- In this data-driven-age, every small and large organization is taking their business decisions based on the data insights.
- Transformation of raw data into usable cleaned data is crucial to take data-driven-decisions.
- Data cleaning and preparation takes valuable time away from real data science work – model building and deployment
- Bulk time is spent on data preparation (According to Anaconda survey-2020, on average 45% of time is spent on data preparation, 21% of time spent on visualization)
DataMidWare accelerates data preparation, analysis, and visualization tasks under a unified and single framework to overcome efficiency gap
DataMidWare is a data middleware python library which accelerates data preparation, analysis, and visualization tasks by integrating different technologies, software, and libraries using its APIs.
The DataMidWare performs the following tasks:
- Provides direct interactions with database, data preparation & processing tool, algorithm library, and data visualization tool using its APIs.

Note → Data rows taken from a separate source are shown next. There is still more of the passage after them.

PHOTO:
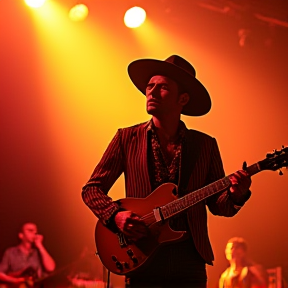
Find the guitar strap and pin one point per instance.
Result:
(190, 153)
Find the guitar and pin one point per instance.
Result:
(122, 256)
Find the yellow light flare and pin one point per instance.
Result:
(134, 17)
(35, 3)
(79, 12)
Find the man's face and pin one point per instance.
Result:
(162, 96)
(234, 251)
(28, 234)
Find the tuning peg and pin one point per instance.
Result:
(244, 166)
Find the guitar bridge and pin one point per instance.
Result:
(122, 240)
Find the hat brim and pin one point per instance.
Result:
(141, 71)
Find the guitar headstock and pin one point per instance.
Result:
(275, 160)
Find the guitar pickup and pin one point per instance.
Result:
(158, 214)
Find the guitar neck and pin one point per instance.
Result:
(177, 206)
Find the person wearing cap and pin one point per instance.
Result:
(242, 272)
(164, 150)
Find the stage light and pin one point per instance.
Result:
(134, 17)
(79, 12)
(35, 3)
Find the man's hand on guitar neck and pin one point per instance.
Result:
(240, 184)
(131, 225)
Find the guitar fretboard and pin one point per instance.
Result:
(196, 196)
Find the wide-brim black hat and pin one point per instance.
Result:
(175, 67)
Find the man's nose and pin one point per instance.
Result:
(154, 92)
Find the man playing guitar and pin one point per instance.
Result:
(156, 152)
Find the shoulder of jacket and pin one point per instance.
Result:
(196, 133)
(135, 127)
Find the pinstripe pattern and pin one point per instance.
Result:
(127, 153)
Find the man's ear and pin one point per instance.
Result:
(184, 99)
(20, 235)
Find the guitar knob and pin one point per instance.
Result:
(130, 252)
(134, 259)
(119, 265)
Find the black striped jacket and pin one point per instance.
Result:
(201, 164)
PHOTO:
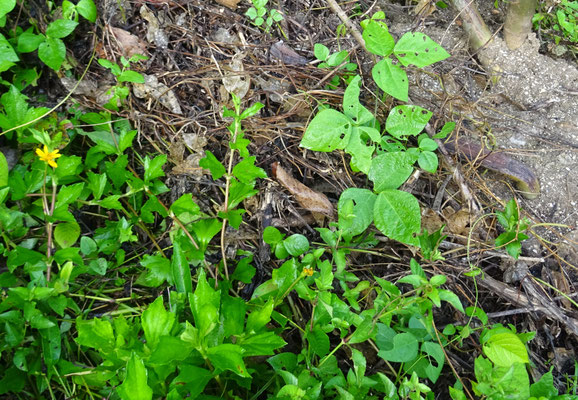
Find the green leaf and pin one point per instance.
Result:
(407, 120)
(87, 9)
(52, 52)
(262, 344)
(318, 341)
(28, 42)
(405, 347)
(351, 105)
(397, 215)
(130, 76)
(134, 386)
(95, 334)
(8, 56)
(154, 167)
(228, 357)
(391, 78)
(193, 379)
(246, 171)
(157, 322)
(428, 161)
(185, 209)
(3, 170)
(6, 6)
(181, 272)
(321, 51)
(211, 163)
(357, 220)
(60, 28)
(390, 170)
(505, 349)
(158, 271)
(418, 49)
(329, 130)
(68, 194)
(378, 39)
(205, 303)
(296, 244)
(169, 351)
(66, 234)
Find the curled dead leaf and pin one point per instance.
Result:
(128, 43)
(307, 198)
(232, 4)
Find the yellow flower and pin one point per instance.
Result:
(48, 156)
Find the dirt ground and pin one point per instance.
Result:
(199, 51)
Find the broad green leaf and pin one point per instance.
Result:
(329, 130)
(351, 105)
(405, 347)
(378, 39)
(69, 194)
(130, 76)
(180, 269)
(134, 386)
(60, 28)
(296, 244)
(8, 56)
(360, 152)
(262, 344)
(390, 170)
(407, 120)
(51, 345)
(233, 312)
(87, 9)
(318, 341)
(169, 351)
(154, 167)
(228, 357)
(321, 51)
(66, 234)
(205, 304)
(505, 349)
(52, 52)
(95, 333)
(158, 271)
(193, 379)
(211, 163)
(428, 161)
(6, 6)
(246, 171)
(3, 170)
(391, 78)
(397, 215)
(157, 322)
(28, 41)
(418, 49)
(361, 214)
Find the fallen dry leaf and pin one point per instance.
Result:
(128, 43)
(307, 198)
(232, 4)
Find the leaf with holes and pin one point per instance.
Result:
(418, 49)
(378, 39)
(397, 215)
(329, 130)
(391, 78)
(407, 120)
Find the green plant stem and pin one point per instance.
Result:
(226, 201)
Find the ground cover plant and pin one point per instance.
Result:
(120, 280)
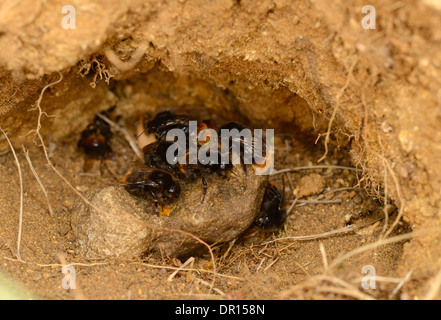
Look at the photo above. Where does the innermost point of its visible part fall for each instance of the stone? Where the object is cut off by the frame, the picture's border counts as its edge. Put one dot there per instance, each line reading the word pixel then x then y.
pixel 128 226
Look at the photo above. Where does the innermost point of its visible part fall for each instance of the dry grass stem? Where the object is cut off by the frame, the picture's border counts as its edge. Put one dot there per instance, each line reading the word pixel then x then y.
pixel 20 219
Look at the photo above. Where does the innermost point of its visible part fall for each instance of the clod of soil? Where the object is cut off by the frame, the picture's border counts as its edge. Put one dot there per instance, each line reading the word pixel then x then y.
pixel 126 226
pixel 309 185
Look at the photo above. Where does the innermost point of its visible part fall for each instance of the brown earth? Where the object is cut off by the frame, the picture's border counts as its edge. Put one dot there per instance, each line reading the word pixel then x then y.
pixel 299 68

- Imports and parses raw data (csv, json, txt, xml) from different sources and load to database (MySQL, NoSQL).
- Produces clean data from raw format and stores into database for analysis
- Performs SQL queries using its APIs
- Performs data analysis on the data stored in database
- Provides direct visualization of csv, json data, and data stored in database
- Exports data in different format (csv, json) from database.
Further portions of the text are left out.